Heart disease, diabetes, obesity and poor brain function have all long been linked to sub-standard sleep, not to mention simply having the potential to leave you having a seriously sub-standard day at work.
Now a study in the medical journal PNAS has argued the activity of genes can actually be altered when someone’s sleep is cut to fewer than six hours a day for a week.
Sleep plays a key role in the amount of energy we burn, while the increased food intake often associated with insufficient sleep is, it transpires, a physiological adaptation to provide the energy needed to sustain additional wakefulness, the research concluded.
The researchers at the University of Surrey analysed the blood of 26 people after they had had plenty of sleep, up to 10 hours each night for a week, and compared the results with samples after a week of fewer than six hours a night.
Chemistry of the body
More than 700 genes were altered by the shift, meaning the actual chemistry of our bodies was changed, with areas such as the immune system and how the body responds to damage and stress affected in particular.

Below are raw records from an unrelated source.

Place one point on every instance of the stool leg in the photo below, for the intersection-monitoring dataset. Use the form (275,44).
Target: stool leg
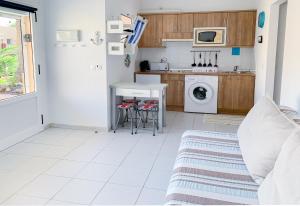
(153,117)
(118,120)
(131,118)
(139,122)
(157,119)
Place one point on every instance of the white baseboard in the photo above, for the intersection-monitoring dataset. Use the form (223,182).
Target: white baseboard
(19,137)
(64,126)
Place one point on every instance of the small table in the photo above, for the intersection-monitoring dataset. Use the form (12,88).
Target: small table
(151,91)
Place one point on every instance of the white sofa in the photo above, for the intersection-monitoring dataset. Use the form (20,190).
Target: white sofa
(245,168)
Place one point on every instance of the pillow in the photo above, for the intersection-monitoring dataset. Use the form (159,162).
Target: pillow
(261,136)
(282,185)
(288,111)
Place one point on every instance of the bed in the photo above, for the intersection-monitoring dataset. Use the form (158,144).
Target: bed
(210,170)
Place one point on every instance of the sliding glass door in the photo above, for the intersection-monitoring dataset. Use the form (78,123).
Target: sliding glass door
(17,72)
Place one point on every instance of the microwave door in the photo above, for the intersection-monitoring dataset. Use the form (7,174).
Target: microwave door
(207,37)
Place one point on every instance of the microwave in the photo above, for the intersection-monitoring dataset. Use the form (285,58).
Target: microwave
(210,36)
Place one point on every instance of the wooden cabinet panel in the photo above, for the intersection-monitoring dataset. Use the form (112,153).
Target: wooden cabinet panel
(152,37)
(201,20)
(170,23)
(214,19)
(185,23)
(243,97)
(241,28)
(217,19)
(236,94)
(187,35)
(175,91)
(225,97)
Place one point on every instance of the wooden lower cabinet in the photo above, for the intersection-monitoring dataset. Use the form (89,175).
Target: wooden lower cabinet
(175,91)
(236,94)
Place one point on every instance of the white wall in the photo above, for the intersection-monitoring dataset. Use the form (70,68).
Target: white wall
(261,51)
(199,5)
(179,56)
(21,119)
(77,93)
(290,93)
(117,70)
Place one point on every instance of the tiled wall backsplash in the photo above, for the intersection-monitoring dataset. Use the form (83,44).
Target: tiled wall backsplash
(179,56)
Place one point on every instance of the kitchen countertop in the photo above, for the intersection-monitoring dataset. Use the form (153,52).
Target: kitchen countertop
(187,72)
(127,85)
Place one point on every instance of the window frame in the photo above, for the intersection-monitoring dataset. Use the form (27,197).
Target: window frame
(22,97)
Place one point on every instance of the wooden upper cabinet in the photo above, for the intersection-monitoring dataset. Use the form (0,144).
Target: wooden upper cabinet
(217,19)
(178,26)
(152,37)
(241,28)
(185,23)
(200,20)
(214,19)
(170,23)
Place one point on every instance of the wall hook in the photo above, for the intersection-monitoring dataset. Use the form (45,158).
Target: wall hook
(97,40)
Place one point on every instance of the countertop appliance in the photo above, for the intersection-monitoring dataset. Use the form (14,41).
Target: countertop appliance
(201,94)
(210,36)
(159,66)
(205,69)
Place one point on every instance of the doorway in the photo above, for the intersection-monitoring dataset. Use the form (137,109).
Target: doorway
(280,52)
(16,55)
(276,43)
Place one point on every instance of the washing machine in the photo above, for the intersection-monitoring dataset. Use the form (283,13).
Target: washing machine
(201,94)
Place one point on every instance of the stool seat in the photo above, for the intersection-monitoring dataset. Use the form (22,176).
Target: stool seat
(132,101)
(147,107)
(151,102)
(125,105)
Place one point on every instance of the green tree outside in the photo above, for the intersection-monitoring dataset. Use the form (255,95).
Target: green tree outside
(9,64)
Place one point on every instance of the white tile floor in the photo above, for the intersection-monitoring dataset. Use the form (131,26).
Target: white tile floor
(65,167)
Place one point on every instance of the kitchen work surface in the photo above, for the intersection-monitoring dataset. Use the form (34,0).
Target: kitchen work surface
(151,91)
(72,167)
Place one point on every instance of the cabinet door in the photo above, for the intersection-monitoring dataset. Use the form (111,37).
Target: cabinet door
(170,23)
(217,19)
(225,97)
(200,20)
(214,19)
(243,94)
(152,37)
(246,28)
(241,29)
(186,23)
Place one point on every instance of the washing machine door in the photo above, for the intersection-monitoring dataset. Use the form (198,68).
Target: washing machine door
(201,93)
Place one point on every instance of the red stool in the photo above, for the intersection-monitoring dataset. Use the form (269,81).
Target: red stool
(135,102)
(127,107)
(153,109)
(151,101)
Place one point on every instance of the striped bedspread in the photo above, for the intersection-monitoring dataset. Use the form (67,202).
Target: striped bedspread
(209,170)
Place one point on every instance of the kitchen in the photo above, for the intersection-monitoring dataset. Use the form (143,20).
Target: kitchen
(226,67)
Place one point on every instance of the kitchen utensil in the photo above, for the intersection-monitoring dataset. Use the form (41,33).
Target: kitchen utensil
(194,64)
(209,64)
(200,63)
(216,60)
(204,64)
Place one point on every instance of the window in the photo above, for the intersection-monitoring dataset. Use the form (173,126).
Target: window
(17,76)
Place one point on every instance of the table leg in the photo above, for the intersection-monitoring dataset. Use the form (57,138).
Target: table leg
(165,108)
(161,112)
(113,108)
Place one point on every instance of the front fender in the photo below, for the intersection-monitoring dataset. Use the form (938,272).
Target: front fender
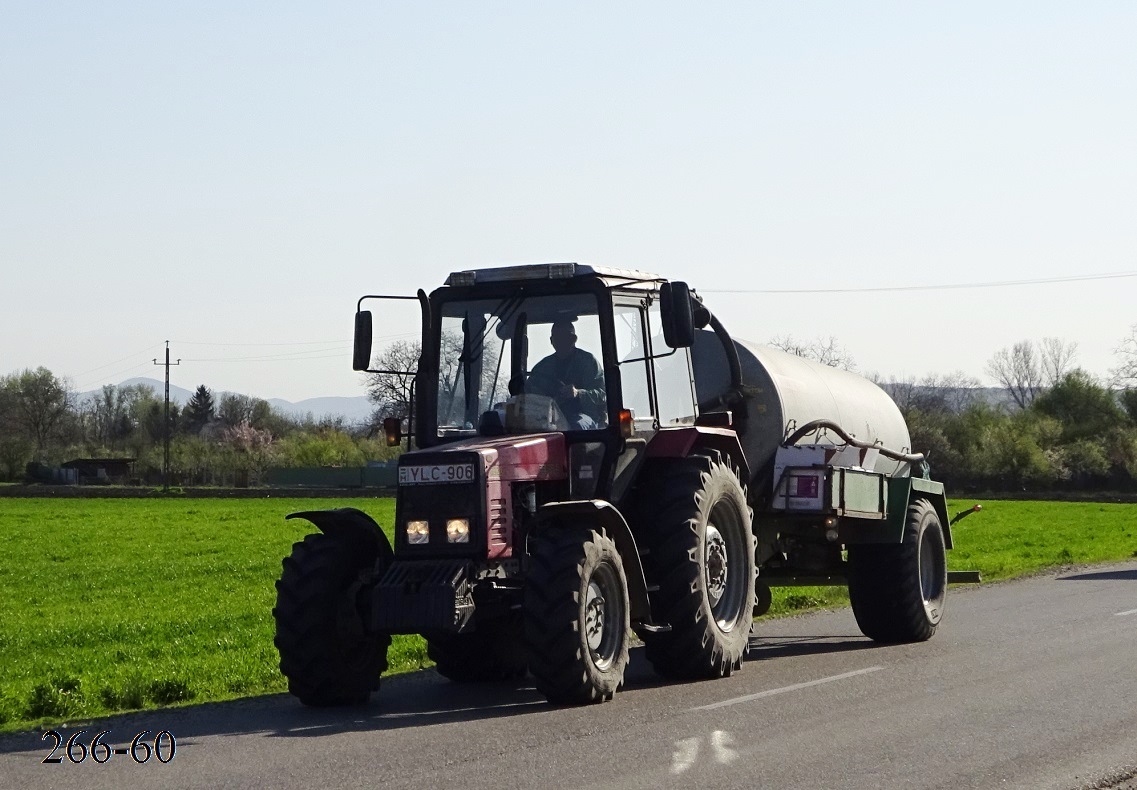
(604,515)
(353,526)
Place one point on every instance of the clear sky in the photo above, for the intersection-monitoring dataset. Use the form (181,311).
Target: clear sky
(231,176)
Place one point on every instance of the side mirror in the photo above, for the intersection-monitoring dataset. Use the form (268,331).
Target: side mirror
(360,357)
(677,314)
(392,431)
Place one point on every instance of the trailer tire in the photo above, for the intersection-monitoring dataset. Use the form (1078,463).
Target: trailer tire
(697,527)
(577,616)
(328,654)
(494,650)
(898,590)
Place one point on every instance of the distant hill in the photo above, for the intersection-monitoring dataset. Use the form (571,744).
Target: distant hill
(353,409)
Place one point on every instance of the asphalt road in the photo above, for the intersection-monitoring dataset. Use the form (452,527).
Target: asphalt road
(1027,684)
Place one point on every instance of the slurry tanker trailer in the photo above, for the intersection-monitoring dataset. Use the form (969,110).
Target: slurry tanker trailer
(595,455)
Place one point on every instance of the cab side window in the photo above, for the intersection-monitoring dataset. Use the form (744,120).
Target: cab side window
(673,389)
(629,323)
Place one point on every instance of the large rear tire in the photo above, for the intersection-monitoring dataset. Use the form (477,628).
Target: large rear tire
(697,527)
(577,616)
(495,650)
(898,591)
(328,654)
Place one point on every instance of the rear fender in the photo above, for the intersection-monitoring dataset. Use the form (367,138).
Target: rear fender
(353,526)
(902,491)
(680,442)
(603,515)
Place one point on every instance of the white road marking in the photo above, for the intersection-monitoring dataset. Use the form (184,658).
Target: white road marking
(721,741)
(796,687)
(687,750)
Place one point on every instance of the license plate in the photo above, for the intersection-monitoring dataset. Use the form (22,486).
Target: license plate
(436,473)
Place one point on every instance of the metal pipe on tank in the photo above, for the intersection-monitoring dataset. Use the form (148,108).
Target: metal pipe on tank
(781,392)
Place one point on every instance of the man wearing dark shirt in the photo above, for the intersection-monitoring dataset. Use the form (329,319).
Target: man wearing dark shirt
(572,377)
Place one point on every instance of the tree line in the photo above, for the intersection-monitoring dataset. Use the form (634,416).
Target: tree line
(214,440)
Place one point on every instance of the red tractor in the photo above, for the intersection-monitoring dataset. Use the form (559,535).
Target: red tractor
(596,456)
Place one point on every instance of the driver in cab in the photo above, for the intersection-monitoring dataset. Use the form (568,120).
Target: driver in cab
(572,377)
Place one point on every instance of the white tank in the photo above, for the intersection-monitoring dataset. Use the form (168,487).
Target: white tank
(785,391)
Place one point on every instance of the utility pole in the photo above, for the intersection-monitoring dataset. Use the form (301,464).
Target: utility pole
(165,424)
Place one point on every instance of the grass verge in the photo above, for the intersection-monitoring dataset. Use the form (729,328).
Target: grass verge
(110,605)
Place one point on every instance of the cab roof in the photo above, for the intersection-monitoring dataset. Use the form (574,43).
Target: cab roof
(611,276)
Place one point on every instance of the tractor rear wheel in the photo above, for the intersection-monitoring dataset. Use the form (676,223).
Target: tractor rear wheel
(495,650)
(898,590)
(328,653)
(577,616)
(697,527)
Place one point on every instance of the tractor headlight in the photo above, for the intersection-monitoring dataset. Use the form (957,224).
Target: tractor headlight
(457,530)
(417,532)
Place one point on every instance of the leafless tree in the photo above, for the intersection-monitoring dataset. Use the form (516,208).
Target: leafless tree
(1019,371)
(824,350)
(1125,374)
(36,402)
(1056,358)
(936,392)
(390,391)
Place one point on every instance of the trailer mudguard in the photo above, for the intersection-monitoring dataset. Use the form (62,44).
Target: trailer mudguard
(353,525)
(604,515)
(901,493)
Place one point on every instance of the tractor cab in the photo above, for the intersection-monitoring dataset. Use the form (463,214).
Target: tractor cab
(590,354)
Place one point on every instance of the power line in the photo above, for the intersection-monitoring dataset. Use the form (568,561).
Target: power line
(947,287)
(117,360)
(111,375)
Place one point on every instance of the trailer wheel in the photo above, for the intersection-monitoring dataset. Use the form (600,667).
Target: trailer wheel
(326,651)
(697,527)
(494,650)
(577,616)
(897,591)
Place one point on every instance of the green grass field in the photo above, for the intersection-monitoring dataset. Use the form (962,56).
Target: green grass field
(110,605)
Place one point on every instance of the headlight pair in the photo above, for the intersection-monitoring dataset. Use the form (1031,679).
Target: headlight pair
(457,531)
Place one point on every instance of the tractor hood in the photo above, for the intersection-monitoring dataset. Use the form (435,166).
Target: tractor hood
(522,458)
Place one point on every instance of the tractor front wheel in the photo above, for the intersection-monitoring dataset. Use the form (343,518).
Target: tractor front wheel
(328,653)
(577,616)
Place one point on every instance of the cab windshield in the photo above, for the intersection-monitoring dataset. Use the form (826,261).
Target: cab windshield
(520,365)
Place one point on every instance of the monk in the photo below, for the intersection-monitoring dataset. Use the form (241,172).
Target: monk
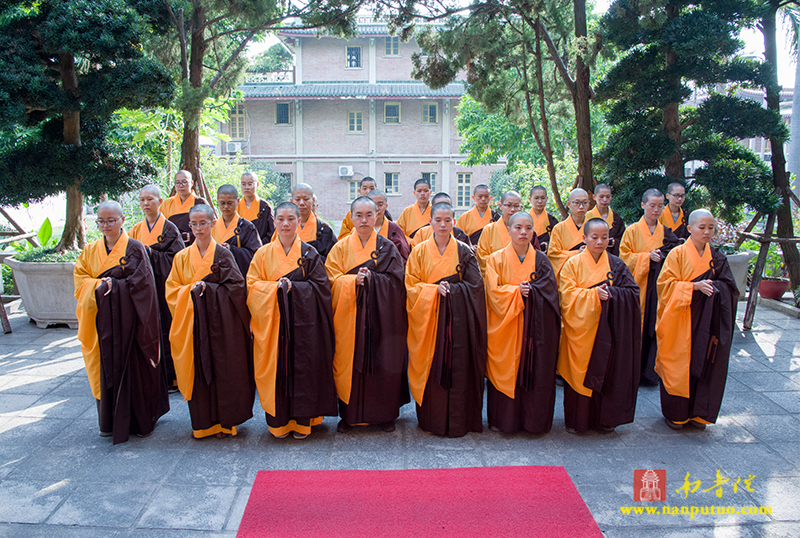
(600,337)
(118,329)
(233,232)
(673,216)
(602,210)
(643,248)
(697,298)
(495,235)
(480,214)
(566,239)
(311,230)
(290,306)
(162,240)
(365,186)
(543,222)
(523,326)
(176,208)
(426,232)
(210,334)
(447,330)
(386,227)
(369,366)
(254,208)
(417,214)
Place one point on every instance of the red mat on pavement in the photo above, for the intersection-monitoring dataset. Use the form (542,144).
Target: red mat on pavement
(482,501)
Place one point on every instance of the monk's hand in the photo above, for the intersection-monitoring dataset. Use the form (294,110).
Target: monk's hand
(602,292)
(704,286)
(525,288)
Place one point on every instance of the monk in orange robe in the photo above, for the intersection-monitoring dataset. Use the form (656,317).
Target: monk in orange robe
(543,222)
(417,214)
(255,209)
(643,248)
(480,214)
(210,335)
(162,240)
(233,232)
(566,239)
(369,315)
(290,305)
(495,235)
(447,331)
(176,208)
(118,329)
(696,318)
(600,337)
(523,328)
(602,210)
(673,216)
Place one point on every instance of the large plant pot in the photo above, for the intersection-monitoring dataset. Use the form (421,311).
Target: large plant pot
(740,265)
(47,291)
(773,288)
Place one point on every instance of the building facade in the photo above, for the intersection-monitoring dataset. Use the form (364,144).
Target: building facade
(350,109)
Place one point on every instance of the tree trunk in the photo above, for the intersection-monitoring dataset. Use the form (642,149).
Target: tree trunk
(74,235)
(780,178)
(581,97)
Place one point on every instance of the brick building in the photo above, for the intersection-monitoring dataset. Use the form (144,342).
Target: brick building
(350,109)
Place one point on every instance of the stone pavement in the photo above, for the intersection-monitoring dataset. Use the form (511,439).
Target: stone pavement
(59,478)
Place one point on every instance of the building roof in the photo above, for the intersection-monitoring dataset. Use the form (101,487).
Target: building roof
(322,90)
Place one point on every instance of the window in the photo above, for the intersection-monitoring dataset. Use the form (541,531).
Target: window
(392,183)
(391,112)
(353,57)
(355,122)
(430,176)
(464,189)
(283,114)
(430,113)
(238,123)
(392,46)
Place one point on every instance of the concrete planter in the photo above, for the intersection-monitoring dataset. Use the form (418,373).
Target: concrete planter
(47,291)
(739,264)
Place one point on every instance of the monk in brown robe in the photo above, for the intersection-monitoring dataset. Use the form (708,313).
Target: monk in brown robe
(119,330)
(697,298)
(369,315)
(426,232)
(543,222)
(290,305)
(480,214)
(233,232)
(386,227)
(643,248)
(162,240)
(495,235)
(602,210)
(523,328)
(600,337)
(176,208)
(254,208)
(210,334)
(417,214)
(673,216)
(447,330)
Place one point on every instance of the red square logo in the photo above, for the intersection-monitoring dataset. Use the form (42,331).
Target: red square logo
(649,485)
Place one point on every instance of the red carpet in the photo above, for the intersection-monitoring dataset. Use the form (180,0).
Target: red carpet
(481,502)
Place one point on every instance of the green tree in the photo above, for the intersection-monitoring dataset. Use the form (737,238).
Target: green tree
(65,67)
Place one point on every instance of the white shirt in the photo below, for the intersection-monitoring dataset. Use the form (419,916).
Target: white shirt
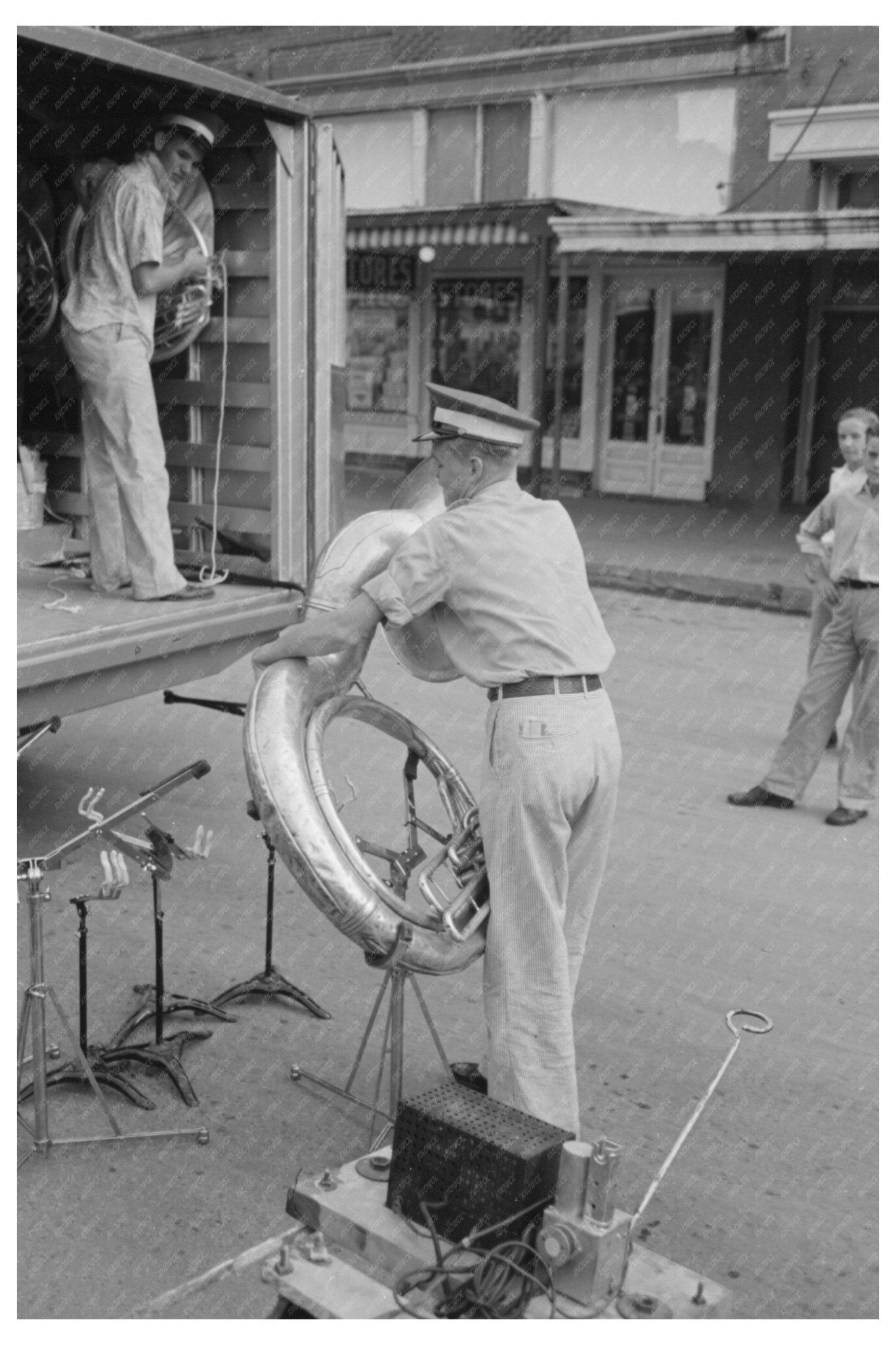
(505,577)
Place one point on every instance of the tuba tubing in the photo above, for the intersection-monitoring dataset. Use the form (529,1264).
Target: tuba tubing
(285,720)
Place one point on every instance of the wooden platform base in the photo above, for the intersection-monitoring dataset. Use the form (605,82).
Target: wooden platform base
(368,1248)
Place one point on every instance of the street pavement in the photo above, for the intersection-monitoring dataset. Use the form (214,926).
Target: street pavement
(704,908)
(672,548)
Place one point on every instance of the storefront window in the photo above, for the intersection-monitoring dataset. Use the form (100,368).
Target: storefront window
(631,368)
(688,381)
(576,319)
(477,337)
(378,353)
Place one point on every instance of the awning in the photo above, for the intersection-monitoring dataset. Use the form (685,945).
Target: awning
(504,223)
(437,236)
(801,232)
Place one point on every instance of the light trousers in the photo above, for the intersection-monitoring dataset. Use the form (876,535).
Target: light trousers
(848,653)
(547,801)
(128,485)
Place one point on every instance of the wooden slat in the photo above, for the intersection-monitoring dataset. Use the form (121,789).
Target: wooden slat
(247,263)
(250,195)
(179,391)
(233,517)
(234,458)
(241,331)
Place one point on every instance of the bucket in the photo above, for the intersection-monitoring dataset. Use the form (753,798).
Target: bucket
(33,489)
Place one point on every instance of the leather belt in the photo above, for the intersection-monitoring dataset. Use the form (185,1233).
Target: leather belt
(547,686)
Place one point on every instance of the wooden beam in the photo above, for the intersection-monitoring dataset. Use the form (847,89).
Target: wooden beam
(182,516)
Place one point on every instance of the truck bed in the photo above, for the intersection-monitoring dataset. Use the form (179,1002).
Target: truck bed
(113,649)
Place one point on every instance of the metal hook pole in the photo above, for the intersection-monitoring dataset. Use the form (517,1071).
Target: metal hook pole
(703,1102)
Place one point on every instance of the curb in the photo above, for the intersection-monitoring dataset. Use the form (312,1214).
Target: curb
(789,599)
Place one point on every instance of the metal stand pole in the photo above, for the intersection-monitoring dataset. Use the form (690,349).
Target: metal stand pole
(164,1052)
(104,1071)
(393,1042)
(34,1013)
(269,982)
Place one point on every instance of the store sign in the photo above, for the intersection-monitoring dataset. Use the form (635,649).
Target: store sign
(382,271)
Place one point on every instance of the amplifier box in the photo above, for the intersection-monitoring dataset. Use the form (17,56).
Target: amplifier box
(473,1162)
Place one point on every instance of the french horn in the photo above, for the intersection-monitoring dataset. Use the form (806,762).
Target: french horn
(183,311)
(286,717)
(37,288)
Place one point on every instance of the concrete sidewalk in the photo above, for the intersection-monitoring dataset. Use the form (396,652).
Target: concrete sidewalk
(699,552)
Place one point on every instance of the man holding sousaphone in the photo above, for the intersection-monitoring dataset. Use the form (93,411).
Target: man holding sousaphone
(504,576)
(108,332)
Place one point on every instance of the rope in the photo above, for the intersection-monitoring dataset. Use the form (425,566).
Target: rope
(211,576)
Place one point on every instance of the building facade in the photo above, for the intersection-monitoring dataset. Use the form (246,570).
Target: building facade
(661,242)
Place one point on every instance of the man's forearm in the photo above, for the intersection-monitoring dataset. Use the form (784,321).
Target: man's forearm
(324,632)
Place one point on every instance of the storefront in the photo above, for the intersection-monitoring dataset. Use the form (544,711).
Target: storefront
(469,298)
(726,350)
(703,359)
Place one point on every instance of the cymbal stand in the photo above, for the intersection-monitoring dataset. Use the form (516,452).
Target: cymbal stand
(104,1071)
(32,872)
(269,982)
(163,1052)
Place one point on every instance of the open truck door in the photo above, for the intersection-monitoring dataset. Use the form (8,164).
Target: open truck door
(246,410)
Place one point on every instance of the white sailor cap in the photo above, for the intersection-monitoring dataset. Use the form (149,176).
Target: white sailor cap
(472,416)
(198,123)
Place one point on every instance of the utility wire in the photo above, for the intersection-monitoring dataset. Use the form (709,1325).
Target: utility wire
(842,62)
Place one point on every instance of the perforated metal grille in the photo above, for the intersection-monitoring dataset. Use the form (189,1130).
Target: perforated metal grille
(473,1161)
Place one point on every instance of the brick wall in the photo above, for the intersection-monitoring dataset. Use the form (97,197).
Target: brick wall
(813,57)
(759,382)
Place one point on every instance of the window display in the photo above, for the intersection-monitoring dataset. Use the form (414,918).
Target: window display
(631,368)
(378,353)
(477,337)
(576,320)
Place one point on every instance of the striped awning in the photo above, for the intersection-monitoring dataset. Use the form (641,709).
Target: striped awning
(438,234)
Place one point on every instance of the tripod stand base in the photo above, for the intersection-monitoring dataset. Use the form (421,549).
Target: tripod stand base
(163,1055)
(269,984)
(105,1072)
(146,1012)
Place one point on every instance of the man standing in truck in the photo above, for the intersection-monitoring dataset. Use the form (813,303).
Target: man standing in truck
(108,331)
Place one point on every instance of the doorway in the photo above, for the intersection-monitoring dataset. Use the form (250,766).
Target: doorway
(661,376)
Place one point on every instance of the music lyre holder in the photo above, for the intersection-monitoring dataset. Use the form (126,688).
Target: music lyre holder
(33,871)
(394,981)
(269,982)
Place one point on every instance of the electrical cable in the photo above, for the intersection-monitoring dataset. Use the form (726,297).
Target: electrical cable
(498,1286)
(736,205)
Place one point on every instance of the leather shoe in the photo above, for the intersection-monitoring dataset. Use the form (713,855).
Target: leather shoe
(758,797)
(843,817)
(468,1074)
(186,595)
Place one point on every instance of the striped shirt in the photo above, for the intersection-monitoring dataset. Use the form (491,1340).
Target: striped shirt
(856,523)
(505,579)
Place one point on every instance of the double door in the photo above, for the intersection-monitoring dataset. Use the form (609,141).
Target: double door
(661,377)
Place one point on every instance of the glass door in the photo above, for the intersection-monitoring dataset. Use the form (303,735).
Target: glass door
(658,420)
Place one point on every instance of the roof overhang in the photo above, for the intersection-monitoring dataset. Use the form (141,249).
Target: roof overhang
(794,232)
(847,131)
(159,68)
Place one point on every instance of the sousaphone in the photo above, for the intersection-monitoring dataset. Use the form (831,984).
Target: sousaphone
(295,701)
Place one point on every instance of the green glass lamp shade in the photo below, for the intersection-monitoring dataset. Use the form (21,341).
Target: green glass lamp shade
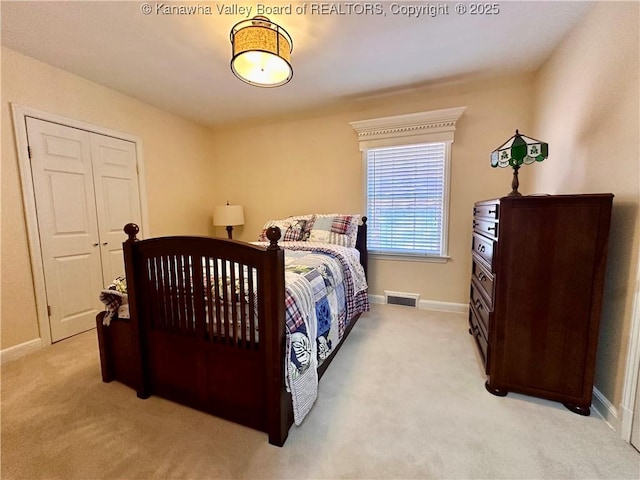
(519,150)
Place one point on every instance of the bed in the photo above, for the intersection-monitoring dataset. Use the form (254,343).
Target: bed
(240,330)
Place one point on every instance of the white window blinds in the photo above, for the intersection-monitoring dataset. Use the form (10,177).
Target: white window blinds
(406,199)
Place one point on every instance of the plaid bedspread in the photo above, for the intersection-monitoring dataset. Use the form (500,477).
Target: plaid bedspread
(325,287)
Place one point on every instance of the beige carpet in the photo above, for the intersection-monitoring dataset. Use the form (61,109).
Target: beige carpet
(403,399)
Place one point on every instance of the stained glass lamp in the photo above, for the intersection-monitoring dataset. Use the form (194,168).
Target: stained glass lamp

Much of how sleep actually “works” in terms of health remains to be unlocked and, if anything, what this latest research illustrates is just how much we don’t know about sleep, as much as how much we now do.
Certainly, from a work perspective, the links between sleep, diet, lifestyle and productivity have long been recognised. Someone who has had a good night’s sleep will tend to be more energetic, engaged and productive than someone who is burning the candle at both ends.
Engagement and productivity
Yet, at the same time, this doesn’t always appear to hold true for everyone. Politics and business are littered with examples of high fliers who seem to thrive on an amount of sleep that would leave most of the rest of us dropping.
Indeed, just in April, for example, The Guardian newspaper asked a range of top chief executives what time they got up and the consistent theme was not just how early they tended to rise but how often they, in effect, leapt out of bed energised and ready to go.
At one level, clearly, being able to pass this enthusiasm and drive down an organisation could be a key way to improve productivity and engagement.
On the other, as the PNAS study indirectly illustrates, a long-hours culture can also have potentially deeply damaging effects, both physically and mentally.